Words & Messages

A daunting challenge for the goverment

Mahmudur Rahman | Update:

TCB’s sale of fair-priced commodities is inadequate compared to public demandLittle by little the ignored aspects of decay in our social fabric have grown into significant challenges for the government. The drive for development infrastructure and otherwise is as it should be and the subsequent policies are being addressed. Nonetheless, some of the more basic issues are falling through the net with preventive activity blunted due to the lack of capacity. The softer, yet just as important issues of reinforcing morals and values require time and space backed up by strict monitoring. Corruption has been allowed to spread and become a norm of life due to ineffective measures and lack of timely action.


Social media is often blamed for spreading unrest but the positives in identifying the ills of society are being ignored. Not all of what we read is true and there has to be some form of accountability to free speech. That doesn’t mean heavy handed intervention that stifles free speech and action against irresponsible speech must be publicised as much as, if not more, than accusatory speech. Most policies and laws are antiquated or simply out of date and while we don’t need newer ineffective committees and commissions, there is a requirement of updating them to be ahead of, and not just in sync with, time. That’s why traditional market monitoring fails to loosen the stranglehold that syndicates have on the prices of essentials and the cartel that operates public passenger and goods transportation. We are in a state where a law already passed by parliament requires amendment, the process of which has started. It speaks volumes of the fact that laws are enacted without proper debate and consultations with the relevant parties.


The Anti-Corruption Commission is hamstrung by process and procedures not to mention manpower constraints, and the legal process too is lengthy and cumbersome. Offenders caught red-handed, and there have been quite a few, should be tried in the speedy tribunals for which more benches are needed. Inordinate delays in submitting reports by the law enforcing agencies such as in the Shagor-Rumi and Tonu murder cases cannot be acceptable in a society where law and order is to be strictly enforced.
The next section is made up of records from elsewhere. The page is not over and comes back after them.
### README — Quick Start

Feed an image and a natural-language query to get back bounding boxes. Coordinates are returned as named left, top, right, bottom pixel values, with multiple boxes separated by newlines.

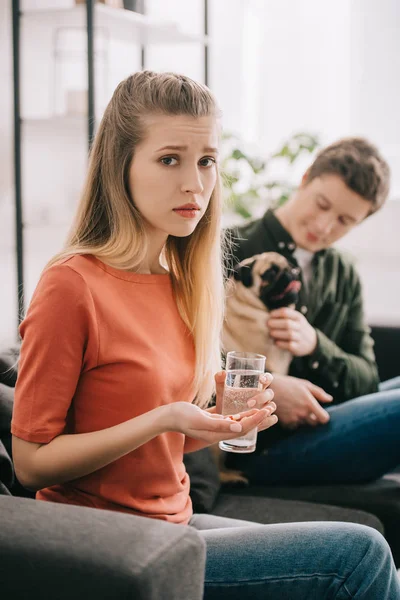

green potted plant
left=221, top=133, right=320, bottom=224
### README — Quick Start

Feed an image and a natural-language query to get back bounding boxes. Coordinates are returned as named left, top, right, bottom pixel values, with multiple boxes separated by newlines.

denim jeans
left=190, top=515, right=400, bottom=600
left=228, top=377, right=400, bottom=485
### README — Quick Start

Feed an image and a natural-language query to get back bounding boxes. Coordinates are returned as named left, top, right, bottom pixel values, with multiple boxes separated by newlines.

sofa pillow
left=183, top=448, right=221, bottom=513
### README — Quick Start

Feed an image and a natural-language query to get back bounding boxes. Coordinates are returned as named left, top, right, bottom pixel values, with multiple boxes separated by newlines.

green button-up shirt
left=228, top=210, right=379, bottom=403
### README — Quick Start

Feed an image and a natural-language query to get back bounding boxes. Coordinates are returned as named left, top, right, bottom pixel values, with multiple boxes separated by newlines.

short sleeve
left=11, top=263, right=98, bottom=444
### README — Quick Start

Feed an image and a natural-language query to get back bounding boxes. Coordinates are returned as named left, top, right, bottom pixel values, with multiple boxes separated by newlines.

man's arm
left=291, top=272, right=379, bottom=403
School curriculum is in bad need of a revamp beyond the demands of certain quarters of society and in tune with modern and forward looking science and arts. Japan has backtracked from an earlier decision to close down the liberal arts section in many educational institutions due to a paucity of students. In its place has come a revised idea of enhancing listening and speaking skills especially in English - and this in a country fiercely protective of its own culture and language. Schools are where education in values should start but the quality of teachers and the lack of investment in their training are major impediments.


Overall there appears to be a surrender by the authorities to the power of syndicates and cartels. The almost pathetic attempt by the Trading Corporation of Bangladesh to provide fair priced essentials is too little and inadequate to serve the nation, that too beyond selective places of the capital city. It is leading to simmering discontent among the citizenry that is running out of options in terms of platform of protests and diminishing contents of the family wallet. The challenge is daunting but has to be met head on even if it is at the cost of a development budget that hasn’t been properly costed.